I have a female red emperor about 4" long. She seems perfectly fine swimming around the tank without any problems. However for 2 days now during feeding it seems that she can't open her mouth. She goes up to the top of the tank for food however she doesn't take any. She doesn't hide at all during the day and just swims around however I never see her open her mouth.

Could this mean that she is pregnant or is this signs that she may be sick?

I have never had a pregnant fish before and I am not sure how they look or act...

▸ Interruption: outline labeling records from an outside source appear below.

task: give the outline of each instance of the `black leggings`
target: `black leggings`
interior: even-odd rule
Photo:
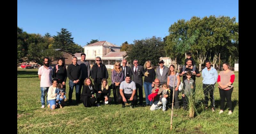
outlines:
[[[225,106],[225,100],[227,99],[227,103],[228,103],[228,110],[232,110],[232,102],[231,101],[231,95],[232,95],[232,92],[233,91],[233,88],[232,87],[230,89],[228,90],[223,90],[220,88],[219,90],[220,91],[220,110],[224,110]]]

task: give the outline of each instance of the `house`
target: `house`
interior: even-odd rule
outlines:
[[[65,59],[65,65],[68,65],[72,63],[72,57],[75,55],[62,49],[55,49],[57,51],[60,51],[62,53],[62,57]],[[52,62],[52,64],[56,65],[58,64],[57,60]]]
[[[95,64],[96,58],[99,56],[107,68],[113,69],[116,62],[121,63],[127,56],[126,51],[121,51],[121,47],[106,41],[99,41],[83,48],[86,55],[85,59],[89,62],[91,66]],[[81,57],[81,55],[80,56]]]

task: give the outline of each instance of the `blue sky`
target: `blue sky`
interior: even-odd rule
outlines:
[[[20,0],[17,26],[29,33],[57,35],[63,28],[84,46],[92,39],[118,46],[153,36],[163,39],[171,25],[193,16],[238,19],[236,0]]]

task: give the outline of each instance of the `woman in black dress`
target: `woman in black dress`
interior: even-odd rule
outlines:
[[[91,107],[95,104],[96,99],[94,93],[97,92],[94,89],[90,78],[86,78],[84,82],[85,86],[83,86],[80,100],[84,107]]]

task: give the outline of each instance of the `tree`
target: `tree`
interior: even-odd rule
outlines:
[[[132,49],[132,47],[133,44],[129,44],[127,41],[126,41],[123,43],[121,46],[121,51],[131,51]]]
[[[138,60],[140,64],[143,65],[145,62],[150,60],[153,65],[158,65],[159,58],[164,56],[164,44],[161,38],[153,36],[151,38],[141,40],[134,40],[134,45],[127,52],[128,61],[132,62]]]
[[[94,43],[95,42],[97,42],[99,41],[98,40],[92,40],[92,41],[91,41],[89,43],[87,42],[87,44],[86,45],[88,45],[89,44],[92,44]]]

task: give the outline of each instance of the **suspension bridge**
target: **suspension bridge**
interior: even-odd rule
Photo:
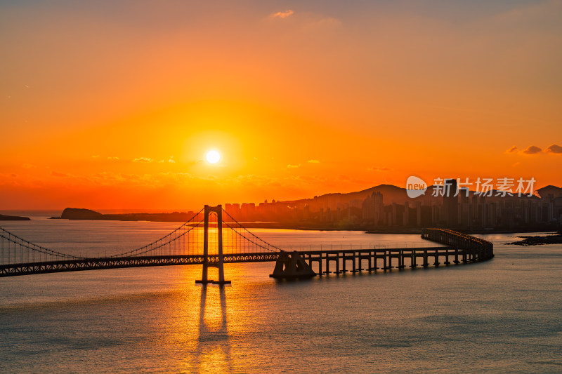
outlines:
[[[270,276],[308,278],[351,272],[376,272],[406,267],[448,265],[489,260],[492,243],[445,229],[424,229],[422,237],[439,243],[426,248],[287,251],[262,240],[234,219],[221,206],[205,206],[188,222],[147,245],[102,257],[82,257],[54,251],[0,228],[0,277],[103,269],[202,265],[197,283],[230,283],[224,264],[275,262]],[[209,267],[218,279],[208,277]],[[316,270],[313,270],[315,269]],[[332,271],[331,271],[332,270]]]

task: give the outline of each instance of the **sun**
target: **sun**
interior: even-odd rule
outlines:
[[[221,159],[221,154],[214,149],[207,152],[207,161],[211,163],[216,163]]]

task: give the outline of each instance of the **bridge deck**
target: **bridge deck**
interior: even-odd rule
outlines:
[[[365,248],[329,251],[297,251],[309,263],[313,261],[333,261],[337,258],[362,258],[367,257],[373,259],[388,260],[397,258],[422,258],[424,256],[463,255],[466,250],[454,249],[452,247],[426,248]],[[225,263],[235,262],[265,262],[276,261],[280,252],[256,252],[251,253],[224,254]],[[202,265],[204,262],[203,255],[162,255],[136,256],[121,258],[85,258],[80,260],[66,260],[44,262],[28,262],[0,265],[0,277],[14,276],[34,274],[46,274],[65,272],[77,272],[103,269],[117,269],[125,267],[140,267],[150,266],[171,266],[186,265]],[[217,255],[209,255],[207,264],[215,265],[218,262]]]

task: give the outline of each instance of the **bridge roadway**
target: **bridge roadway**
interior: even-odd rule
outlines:
[[[311,267],[316,262],[318,275],[332,272],[356,272],[362,270],[376,271],[392,268],[403,269],[406,267],[439,266],[441,263],[469,263],[488,260],[486,253],[478,249],[463,249],[452,246],[404,248],[386,249],[349,249],[334,251],[296,251]],[[249,253],[224,254],[224,263],[265,262],[277,261],[280,252],[256,252]],[[381,261],[379,261],[379,260]],[[421,261],[420,261],[421,260]],[[431,262],[433,260],[433,262]],[[440,262],[443,260],[443,262]],[[0,265],[0,277],[18,275],[76,272],[103,269],[140,267],[150,266],[171,266],[202,265],[205,261],[202,255],[152,255],[119,258],[84,258],[48,261],[45,262],[26,262]],[[218,255],[209,255],[207,264],[216,265]],[[349,263],[351,262],[351,264]],[[335,272],[330,271],[331,264]],[[364,267],[365,265],[365,267]],[[380,267],[379,265],[381,265]],[[332,267],[334,269],[334,267]]]

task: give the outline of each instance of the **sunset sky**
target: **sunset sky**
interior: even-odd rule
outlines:
[[[561,20],[558,0],[0,0],[0,209],[561,186]]]

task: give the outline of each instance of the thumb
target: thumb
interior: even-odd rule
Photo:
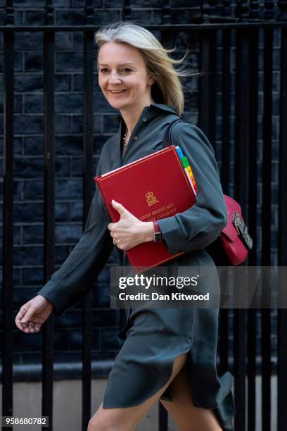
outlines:
[[[29,322],[29,320],[31,319],[31,318],[33,316],[34,312],[35,312],[35,310],[34,309],[34,307],[31,306],[29,308],[29,310],[27,311],[27,313],[24,316],[24,317],[22,318],[22,319],[20,320],[21,323],[27,323]]]

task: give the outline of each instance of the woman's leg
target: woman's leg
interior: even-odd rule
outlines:
[[[158,392],[144,403],[134,407],[120,408],[103,408],[102,403],[91,418],[87,431],[133,431],[182,369],[186,361],[186,357],[187,354],[183,354],[176,358],[173,363],[172,373],[168,382]],[[122,390],[125,390],[124,387]]]
[[[222,431],[212,410],[195,407],[191,398],[190,377],[186,367],[169,387],[172,401],[160,400],[172,417],[179,431]]]

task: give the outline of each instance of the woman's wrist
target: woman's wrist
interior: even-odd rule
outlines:
[[[143,241],[142,242],[148,242],[149,241],[153,241],[153,234],[155,228],[153,227],[153,222],[142,222],[142,234]]]

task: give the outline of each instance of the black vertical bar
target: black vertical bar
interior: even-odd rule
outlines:
[[[209,73],[210,56],[210,37],[209,30],[202,31],[200,34],[200,72]],[[209,75],[203,76],[199,81],[199,115],[198,126],[203,132],[209,137],[210,127],[210,81]],[[213,145],[213,142],[210,142]]]
[[[85,22],[94,23],[92,0],[86,0]],[[93,140],[94,140],[94,52],[93,32],[84,32],[84,154],[83,154],[83,188],[84,188],[84,227],[93,194]],[[86,431],[91,418],[91,289],[84,296],[82,311],[82,430]]]
[[[287,20],[287,5],[285,18]],[[279,136],[279,205],[278,230],[278,265],[287,266],[287,29],[282,28],[280,85]],[[284,286],[285,288],[285,286]],[[287,310],[278,310],[278,375],[277,418],[278,431],[283,431],[287,424]]]
[[[51,0],[47,0],[45,24],[53,23],[53,8]],[[54,149],[54,55],[53,32],[44,33],[44,282],[49,280],[55,267],[55,149]],[[42,356],[42,414],[49,417],[49,428],[53,429],[53,358],[54,316],[48,318],[43,330]]]
[[[122,8],[122,20],[128,21],[131,19],[131,2],[130,0],[124,0],[124,6]]]
[[[235,199],[246,213],[248,202],[248,37],[246,31],[236,32],[236,100],[235,100]],[[236,289],[240,286],[236,285]],[[239,290],[238,290],[239,292]],[[234,310],[234,377],[236,431],[245,430],[246,311]]]
[[[5,24],[13,25],[12,0],[6,2]],[[3,363],[2,416],[13,416],[13,281],[14,32],[4,33],[4,223],[3,223]],[[8,428],[5,427],[4,430]],[[10,428],[9,428],[10,429]]]
[[[271,168],[272,115],[272,52],[273,29],[264,30],[264,105],[263,105],[263,161],[262,161],[262,266],[270,265],[271,249]],[[270,304],[267,283],[262,285],[262,306]],[[262,379],[262,431],[271,429],[271,322],[270,308],[261,310],[261,346]]]
[[[229,164],[230,164],[230,45],[231,32],[222,31],[222,147],[221,180],[223,192],[229,194]],[[220,364],[219,372],[223,374],[228,368],[229,346],[229,310],[219,310],[219,346]]]
[[[255,5],[255,7],[257,5]],[[253,11],[255,14],[256,9]],[[249,74],[252,85],[249,89],[249,199],[248,230],[253,244],[248,256],[248,265],[256,266],[257,250],[257,115],[258,115],[258,30],[250,29],[249,33]],[[248,310],[248,427],[256,427],[256,309]]]
[[[162,1],[162,24],[172,24],[172,18],[170,15],[170,2],[169,0]],[[168,44],[172,47],[172,44],[174,44],[175,34],[171,31],[161,32],[161,43],[167,47]],[[155,100],[155,103],[163,103],[162,101]],[[168,413],[160,401],[158,402],[158,431],[167,431],[168,428]]]

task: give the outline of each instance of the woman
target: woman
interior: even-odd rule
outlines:
[[[130,163],[163,146],[169,124],[184,108],[179,77],[157,39],[130,22],[115,23],[96,35],[98,83],[108,103],[120,111],[118,132],[103,146],[96,175]],[[171,253],[186,253],[179,266],[214,266],[205,250],[227,223],[227,214],[212,148],[196,126],[179,123],[172,142],[193,167],[198,189],[196,204],[158,220],[162,240]],[[90,288],[116,246],[119,263],[129,266],[125,251],[153,241],[153,222],[142,222],[120,202],[120,216],[110,218],[96,190],[79,243],[37,295],[24,304],[15,323],[27,333],[39,332],[53,312],[62,315]],[[218,286],[218,279],[212,280]],[[232,377],[216,371],[217,309],[127,310],[117,334],[121,349],[109,375],[102,404],[88,431],[134,430],[160,400],[182,430],[233,429]]]

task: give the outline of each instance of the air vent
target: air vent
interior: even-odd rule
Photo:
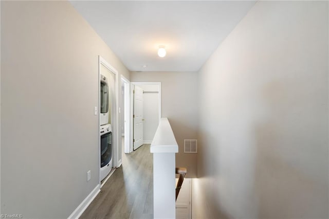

Any info would be greatly appreciated...

Thank You
[/img]


----------



## walleye (Aug 20, 2007)

If she looks like she has abulge under her chin or if it looks like she's chewing bubble gum......she's holding.


----------



## rollin75 (Apr 4, 2009)

Well do they normally take cover when they are pregnant or do they just go about being themselves and swimming around. Sorry for the stupid questions but I am excited if she is pregnant. She seems pretty active however I just fed this morning and again she ran up to the food but never ate any. It does seem that she was chewing gum or tumbling something in her mouth.


----------



## MalawiLover (Sep 12, 2006)

First, some correct terminology. Only live bearers (ones that give birth to live young) can really be termed pregnant. Once the eggs leave the female's body there are two options, for substrate spawner (species that lay their eggs on a surface and then tend to them untill they are free swimming) there is no special term ,though I have heard clutching or brooding (much like a hen). If the species incubated the fertilized eggs in the female's mouth until they are free swimming is called "holding".

Back to your female. If she seems normally active and swims out fo food but just seems to be unable to open her mouth, she may well be holding. They want to eat, but their instincts kick in at the last moment. Most of my females will continue to swim around like nothing has happened while they are holding. They really only start to hide if the male is continuing to harrass her or once she is very close to spitting. (or if I have been trying to catch her for a few days, she runs and hides when I walk in the room)

As long as she does not appear to be ill or injured, then just let nature take its course. She may still swallow the eggs (they often take a few trys to make it to term)


----------